Website performance is critical to engaging your audience. Nobody likes to wait more than a few seconds (or maybe milliseconds!) for your website to show them the content. Today, there is a diverse collection of technologies, tools, platforms and content providers that make up a given website. To improve the results for your website, you first need a baseline report on exactly what's happening "today". Go over to https://www.webpagetest.org and get a test result. Then you'll have a good idea of what needs to be addressed and you'll be able to put together a strategy to improve your website. Your audience, and your site funders will both appreciate it.

Caching[edit | edit source]

Caching can have a great effect on performance.
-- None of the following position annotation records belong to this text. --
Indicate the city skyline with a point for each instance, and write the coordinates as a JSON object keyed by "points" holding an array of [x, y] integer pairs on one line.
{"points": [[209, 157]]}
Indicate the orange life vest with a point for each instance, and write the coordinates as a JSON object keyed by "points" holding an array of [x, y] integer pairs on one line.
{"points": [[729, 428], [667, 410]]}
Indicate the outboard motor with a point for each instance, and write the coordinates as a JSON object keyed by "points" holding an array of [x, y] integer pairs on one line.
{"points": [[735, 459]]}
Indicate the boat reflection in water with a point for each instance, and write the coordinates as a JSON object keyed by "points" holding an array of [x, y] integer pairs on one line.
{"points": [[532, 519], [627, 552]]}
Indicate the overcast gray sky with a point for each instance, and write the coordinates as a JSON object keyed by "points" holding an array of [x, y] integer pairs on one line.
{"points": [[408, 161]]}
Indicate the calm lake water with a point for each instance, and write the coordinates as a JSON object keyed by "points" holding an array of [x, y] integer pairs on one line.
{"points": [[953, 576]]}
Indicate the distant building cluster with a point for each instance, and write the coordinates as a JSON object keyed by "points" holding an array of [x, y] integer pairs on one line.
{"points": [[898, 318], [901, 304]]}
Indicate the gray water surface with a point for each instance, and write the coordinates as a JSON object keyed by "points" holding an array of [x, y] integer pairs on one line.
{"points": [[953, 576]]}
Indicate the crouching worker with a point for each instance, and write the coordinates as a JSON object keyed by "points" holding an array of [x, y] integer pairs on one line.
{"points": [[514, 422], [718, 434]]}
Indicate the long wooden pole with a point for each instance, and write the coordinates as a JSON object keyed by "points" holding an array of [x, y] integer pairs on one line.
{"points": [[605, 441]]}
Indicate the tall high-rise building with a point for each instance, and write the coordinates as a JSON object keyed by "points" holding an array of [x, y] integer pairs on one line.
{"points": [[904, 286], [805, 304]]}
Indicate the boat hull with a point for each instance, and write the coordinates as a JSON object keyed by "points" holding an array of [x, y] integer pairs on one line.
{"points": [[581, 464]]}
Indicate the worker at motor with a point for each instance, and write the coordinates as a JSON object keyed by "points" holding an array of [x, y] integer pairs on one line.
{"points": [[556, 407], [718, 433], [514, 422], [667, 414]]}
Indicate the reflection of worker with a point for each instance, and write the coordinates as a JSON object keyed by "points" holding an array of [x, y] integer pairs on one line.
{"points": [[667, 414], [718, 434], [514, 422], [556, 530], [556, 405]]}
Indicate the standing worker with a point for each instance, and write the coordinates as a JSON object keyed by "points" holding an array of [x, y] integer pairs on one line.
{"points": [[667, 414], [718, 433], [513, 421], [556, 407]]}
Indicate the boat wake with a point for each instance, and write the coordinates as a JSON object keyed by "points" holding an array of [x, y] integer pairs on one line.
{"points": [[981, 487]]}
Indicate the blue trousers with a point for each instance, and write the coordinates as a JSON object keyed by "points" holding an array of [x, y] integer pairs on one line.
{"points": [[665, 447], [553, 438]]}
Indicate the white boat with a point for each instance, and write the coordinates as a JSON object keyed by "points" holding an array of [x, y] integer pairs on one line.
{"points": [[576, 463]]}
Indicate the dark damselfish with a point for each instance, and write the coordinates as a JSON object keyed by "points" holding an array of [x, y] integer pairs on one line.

There is server-side caching with caching servers like Memcached, Application caches like OPCache, Database server caching, and also client-side caching when you configure the web server to set 'expiry' headers on static content so that the browser uses it's local cache instead of requesting (old) elements from the server on each request.

CDN[edit | edit source]

Content Distribution Networks (CDNs) are a technique to employ if you've got a geographically dispersed audience.

Compression[edit | edit source]

The web server can be configured to compress a response when the client browser is able to decompress.

Optimization[edit | edit source]

The optimization of web images used to be one of the chief aspects of web performance. It is still important. Do not serve a desktop wallpaper as a background image without at least optimizing the image.